Le ministre a déclaré qu'après avoir recouru à la technique du procès à distance imposée par cette conjoncture exceptionnelle, le ministère a créé environ 190 comptes électroniques distribués aux juridictions et établissements pénitentiaires, en coordination avec les responsables judiciaires et les directions régionales de l'administration pénitentiaire, pour équiper les juridictions et des salles aménagées au niveau des établissements pénitentiaires d'ordinateurs mis en place pour cette opération, dotés des logiciels nécessaires qui ont été installés durant quatre jours.
Malgré l'absence de texte législatif permettant de recourir à cette technique, M. Benabdelkader a fait savoir que:"Les circonstances générales que traverse le Royaume à cause de cette épidémie, et le souci de toutes les structures de la justice de s'engager dans l'effort déployé par l'État pour circonscrire et limiter sa propagation, et afin d’assurer la sécurité sanitaire des magistrats, du personnel du secrétariat-greffe, des avocats, et des détenus, ont été tenues au sein de toutes les cours d’appel du Royaume des commissions tripartites composées des premiers présidents de ces cours, des procureurs généraux du Roi près ces cours, et des bâtonniers des barreaux. Il a été convenu d'adopter cette technique compte tenu de son efficacité et de son importance dans les circonstances actuelles ».

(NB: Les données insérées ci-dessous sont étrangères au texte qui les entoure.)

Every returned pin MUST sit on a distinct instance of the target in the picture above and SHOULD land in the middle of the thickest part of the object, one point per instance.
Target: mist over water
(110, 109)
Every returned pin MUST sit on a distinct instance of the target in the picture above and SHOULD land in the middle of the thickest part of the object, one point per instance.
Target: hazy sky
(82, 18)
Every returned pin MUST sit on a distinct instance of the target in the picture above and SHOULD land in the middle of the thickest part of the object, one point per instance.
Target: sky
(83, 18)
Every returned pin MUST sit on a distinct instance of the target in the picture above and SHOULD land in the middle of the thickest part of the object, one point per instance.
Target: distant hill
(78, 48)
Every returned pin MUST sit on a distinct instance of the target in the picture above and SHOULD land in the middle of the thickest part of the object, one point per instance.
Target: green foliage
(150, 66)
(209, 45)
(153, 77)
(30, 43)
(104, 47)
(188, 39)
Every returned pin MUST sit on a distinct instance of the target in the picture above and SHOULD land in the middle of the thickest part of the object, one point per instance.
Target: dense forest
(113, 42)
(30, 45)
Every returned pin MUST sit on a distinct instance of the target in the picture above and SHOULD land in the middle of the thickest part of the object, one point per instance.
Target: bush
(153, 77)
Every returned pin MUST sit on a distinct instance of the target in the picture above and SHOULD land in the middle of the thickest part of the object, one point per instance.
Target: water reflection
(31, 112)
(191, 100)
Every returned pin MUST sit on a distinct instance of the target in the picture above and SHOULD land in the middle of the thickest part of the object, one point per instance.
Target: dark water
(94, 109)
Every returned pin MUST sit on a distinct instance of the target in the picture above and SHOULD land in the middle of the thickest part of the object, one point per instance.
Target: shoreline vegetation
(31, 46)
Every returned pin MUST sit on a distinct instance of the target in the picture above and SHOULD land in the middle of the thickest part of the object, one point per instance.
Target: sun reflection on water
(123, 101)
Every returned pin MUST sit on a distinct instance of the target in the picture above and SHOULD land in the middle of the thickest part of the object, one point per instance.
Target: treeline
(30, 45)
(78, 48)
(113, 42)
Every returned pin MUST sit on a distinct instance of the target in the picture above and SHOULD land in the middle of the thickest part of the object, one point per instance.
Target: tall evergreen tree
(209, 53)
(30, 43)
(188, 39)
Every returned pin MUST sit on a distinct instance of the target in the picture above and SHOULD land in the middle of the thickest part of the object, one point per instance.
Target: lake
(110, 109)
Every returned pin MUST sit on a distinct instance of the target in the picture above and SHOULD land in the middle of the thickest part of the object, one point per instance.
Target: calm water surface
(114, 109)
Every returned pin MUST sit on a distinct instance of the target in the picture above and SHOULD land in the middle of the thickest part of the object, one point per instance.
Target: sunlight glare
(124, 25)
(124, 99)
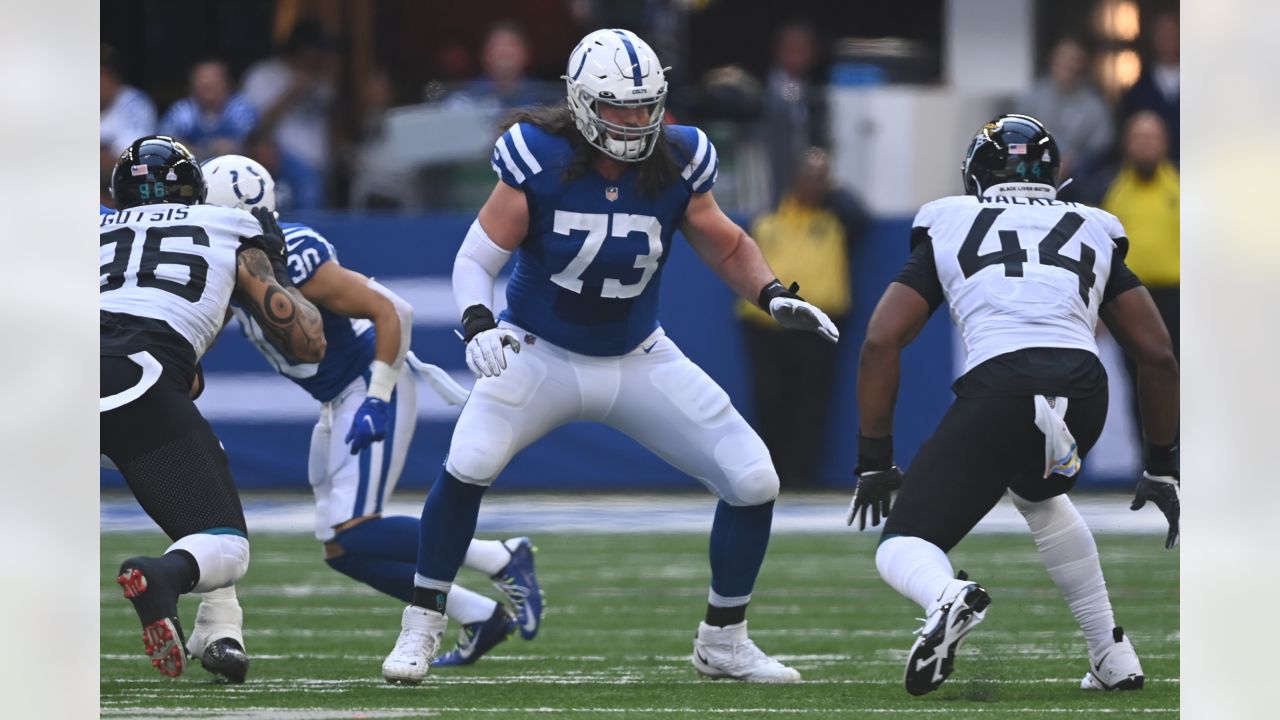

S’agissant du bilan de l’opération du procès à distance, le ministre a noté que 4 semaines après l’adoption de cette technique, l’opération a réalisé des résultats prometteurs reflétés par les chiffres et statistiques enregistrés. Ainsi, le nombre total d'audiences à distance tenues par les juridictions du Royaume a atteint 1469, au cours desquels 22268 affaires ont été traitées. Alors que le total des décisions judiciaires rendues au cours de ces séances s'élève à 9035.
La priorité et la plus haute importance ont été accordées à l'aspect de sécurité de l'information, et toutes les instructions émises par la Direction de sécurité des systèmes d'information relevant de l’administration de la défense nationale ont été respectées pour assurer la protection et la sécurité du système audiovisuel utilisé.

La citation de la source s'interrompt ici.